The same thing happened during the final season of Game of Thrones in its final season, “The Long Night” was a long battle set in the darkness that left many fans squinting at the screen, struggling to see the essential information that was happening during important sequences. Whether it helped or hindered, the darkness created a sense of disorientation during an already overwhelming battle.
Miguel Sapochnic directed both of the darkly lit episodes of both series, and spoke to IndieWire defending his creative choices for the dimly-lit cinematography.
“It made sense that this was the last hope humanity has, the last beacon of light, and from the perspective of where we needed the story to go – which was to reach a surreal, chaotic climax – we needed an environment that was friendly to that. So all the reasons for doing it were there, and nobody sat there and wondered if it was gonna be too dark.”
There were also some comments defending the choices, which made sense. The difficulty comes in when the team is trying to create a convincing period piece, lit by firelight and moonlight, and there aren’t a lot of opportunities for artificial lighting.
HBO’s social media account took to Twitter to defend the dark episode and the creative choice through a series of generic responses like, “Hi Stephen!
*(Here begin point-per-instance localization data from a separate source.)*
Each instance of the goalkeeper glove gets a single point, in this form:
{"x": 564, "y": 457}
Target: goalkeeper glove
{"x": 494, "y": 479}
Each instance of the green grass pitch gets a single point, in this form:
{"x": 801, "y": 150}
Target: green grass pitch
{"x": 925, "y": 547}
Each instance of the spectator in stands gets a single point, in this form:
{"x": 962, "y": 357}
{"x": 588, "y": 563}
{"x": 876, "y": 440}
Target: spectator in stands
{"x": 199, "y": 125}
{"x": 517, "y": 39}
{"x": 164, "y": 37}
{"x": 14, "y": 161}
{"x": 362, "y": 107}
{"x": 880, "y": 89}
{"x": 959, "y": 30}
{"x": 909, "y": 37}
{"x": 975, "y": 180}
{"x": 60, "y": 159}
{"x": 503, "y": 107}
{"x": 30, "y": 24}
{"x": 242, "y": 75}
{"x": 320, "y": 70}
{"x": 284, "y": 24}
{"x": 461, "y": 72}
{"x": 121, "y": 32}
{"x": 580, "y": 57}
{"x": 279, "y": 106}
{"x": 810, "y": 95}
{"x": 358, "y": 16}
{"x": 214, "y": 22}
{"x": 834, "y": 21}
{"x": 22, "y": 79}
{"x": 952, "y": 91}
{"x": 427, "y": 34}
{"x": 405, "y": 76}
We appreciate you reaching out about the night scene in House of the Dragon: Episode 7 appearing dark on your screen. The dimmed lighting of this scene was an intentional creative decision. Thanks!” – HBOMaxHelp (@HBOMaxHelp) on October 3, 2022.
Was this particularly helpful for fans and their outrage? Not really, but it’s clear that they are on the side of their director and creative team on this one.
When the episode was produced, it was shot by Fabian Wagner and colour graded by colourist Asa Shoul, and approved by the team as a beautifully shot and illuminated episode to show the shift in characters’ arcs and motives. This was brought up by the writer of The Ringer Joanna Robinson who tried to warn fans ahead of time to alter the settings of their TVs to better accommodate the episode’s darkness. She warned fans to make their TVs brighter and to “watch it with the drapes closed.”
Honestly? It makes sense. There is no way to control the home experience, and how people will view the series. If a TV doesn’t have a deep range of darker colours, it wouldn’t be able to display the depth that it was created for. This seems to have been fixed by turning TVs to a “vivid” setting to compensate for the lack of range. On some newer TVs, there is a “filmmaker mode” that creates a clearer image, or rather shows it how the director intended.
Ultimately, all creative decisions are made for a reason, and to give fans an epic experience, and is possible that they simply weren’t thinking about the capabilities of home TVs when making them. Simple solution? Change some settings and watch it in the dark. It’s frustrating but it’s show-biz.